The New York City Bar Association called for the repeal of 50-a in 2018 and applauded the state legislature earlier this week for taking an “important step towards restoring the public’s trust in police accountability.”
“With the repeal of CRL 50-a, patterns of police misconduct — including repeated misconduct by individual officers — will no longer be shielded from public view, and law enforcement will be more accountable to the communities they serve,” the bar group said in a statement Tuesday.
Cuomo on Friday said that the Minneapolis killing of Floyd was murder, bringing to a head “the systemic injustice and discrimination that has been going on in our nation for decades, if not centuries.”
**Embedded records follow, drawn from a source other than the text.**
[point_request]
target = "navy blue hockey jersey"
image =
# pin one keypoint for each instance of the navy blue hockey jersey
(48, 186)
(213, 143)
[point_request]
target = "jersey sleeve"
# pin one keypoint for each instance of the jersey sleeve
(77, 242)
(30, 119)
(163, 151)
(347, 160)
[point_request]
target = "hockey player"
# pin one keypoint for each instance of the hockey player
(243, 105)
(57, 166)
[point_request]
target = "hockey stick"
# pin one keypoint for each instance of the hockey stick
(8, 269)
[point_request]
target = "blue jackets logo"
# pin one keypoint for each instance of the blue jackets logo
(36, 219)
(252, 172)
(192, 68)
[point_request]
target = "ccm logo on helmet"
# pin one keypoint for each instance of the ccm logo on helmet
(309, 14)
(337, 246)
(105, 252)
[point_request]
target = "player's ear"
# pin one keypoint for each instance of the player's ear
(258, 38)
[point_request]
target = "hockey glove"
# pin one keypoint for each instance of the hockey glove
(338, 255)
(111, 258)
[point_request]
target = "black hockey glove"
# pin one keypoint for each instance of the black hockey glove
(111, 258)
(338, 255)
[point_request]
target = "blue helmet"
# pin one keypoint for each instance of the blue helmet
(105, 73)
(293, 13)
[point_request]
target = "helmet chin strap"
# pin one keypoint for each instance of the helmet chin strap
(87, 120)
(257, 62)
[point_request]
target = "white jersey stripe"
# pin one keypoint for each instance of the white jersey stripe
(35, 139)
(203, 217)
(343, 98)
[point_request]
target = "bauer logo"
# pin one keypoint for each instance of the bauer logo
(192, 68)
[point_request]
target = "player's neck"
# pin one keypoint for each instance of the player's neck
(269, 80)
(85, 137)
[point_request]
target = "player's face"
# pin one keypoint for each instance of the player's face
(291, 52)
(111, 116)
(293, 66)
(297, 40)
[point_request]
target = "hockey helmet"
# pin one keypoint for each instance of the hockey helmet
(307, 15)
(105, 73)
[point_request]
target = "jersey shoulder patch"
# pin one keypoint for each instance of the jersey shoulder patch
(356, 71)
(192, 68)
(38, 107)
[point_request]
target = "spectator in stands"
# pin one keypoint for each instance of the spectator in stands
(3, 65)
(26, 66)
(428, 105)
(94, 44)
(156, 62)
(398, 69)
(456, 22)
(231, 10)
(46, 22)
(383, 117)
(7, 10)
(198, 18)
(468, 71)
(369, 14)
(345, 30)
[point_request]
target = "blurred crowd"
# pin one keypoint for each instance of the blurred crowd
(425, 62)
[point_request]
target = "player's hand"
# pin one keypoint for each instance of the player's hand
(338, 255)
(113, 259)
Senator Jamaal Bailey, chair of the Senate Codes Committee that Carr testified before in 2019, celebrated the passage of the bill as a good-faith effort to shore up wavering public trust in criminal justice institutions.
“With the passage of this legislation, we balance the critical need to have transparency, while recognizing that law enforcement officers should be entitled to privacy protections concerning their personal information,” Bailey said in statement Friday.
In addition to repealing 50-a, the reform agenda also bans chokeholds and empowers the state Attorney General’s Office to investigate and prosecute incidents when a person dies in police custody or after encountering an officer.
The reform package also makes it a civil rights violation to call 911 to report a nonemergency incident involving a member of a protected class without reason to suspect a crime or an imminent threat.